Monday, September 6, 2010

date of the up variety

So. Let me just tell you about my ridiculous life.

Did I tell you I almost got run over by a deer? Yeah. Almost impaled by a buck. It came galloping towards me as I nonchalantly strolled out of my apartment, and was going SO FAST that it tripped, fell, SKIDDED, and then got up and kept running. awesome. After the deer almost killed me, 2 guys from my ward came running by and it turns out they had terrified it into running. Awesome.

Scampering deer not do it for you? How about a capstone course SO INTENSE it makes me people cry? Yup. that's my major. The professor looks for your weaknesses, your buttons if you will, and he presses them repeatedly until you can't take it. And yet you're supposed to. Awesome. Every thursday for the rest of the academic year, people.

Or how about the fact that my job is to represent mormons as a whole? When you click on "chat with us" on mormon.org, you get me. At least on the shifts that I work. So when people decide they want to ask any question to a mormon, they ask me. Which is excellent.

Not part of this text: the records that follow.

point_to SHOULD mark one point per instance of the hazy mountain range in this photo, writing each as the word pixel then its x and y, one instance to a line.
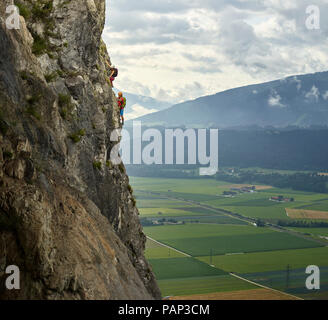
pixel 294 101
pixel 138 105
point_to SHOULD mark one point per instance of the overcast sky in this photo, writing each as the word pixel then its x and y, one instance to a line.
pixel 177 50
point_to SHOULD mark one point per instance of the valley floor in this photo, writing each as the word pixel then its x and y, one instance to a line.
pixel 197 237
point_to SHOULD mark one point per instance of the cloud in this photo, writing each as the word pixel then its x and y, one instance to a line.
pixel 138 111
pixel 313 94
pixel 275 100
pixel 165 46
pixel 325 95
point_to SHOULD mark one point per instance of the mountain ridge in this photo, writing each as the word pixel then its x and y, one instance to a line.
pixel 277 103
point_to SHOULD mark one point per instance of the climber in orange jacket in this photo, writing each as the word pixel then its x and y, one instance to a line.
pixel 121 102
pixel 113 74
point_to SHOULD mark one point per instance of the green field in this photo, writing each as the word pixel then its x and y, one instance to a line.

And try this on for size: 4 of my best friends got married. Which means that consistent nighttime hangouts are pretty much gone. Who's a loser from 7-whenever I go to sleep? Oh that's me. Yup. The redhead in the corner.

Basically, here's the deal: all the chance happenings, that are supposed to be rare and unplanned, happen to me. It's fine.

In other news, life is pretty good. Provo is prematurely turning cold, which is fine, except that I HATE the winter. And I haven't yet budgeted for boots. FOr the coldness. I have budgeted for a blender though, which means it's smoothie for breakfast time everyone!. Yeeee haw!

Yeah. Don't know what that was about. It's fine.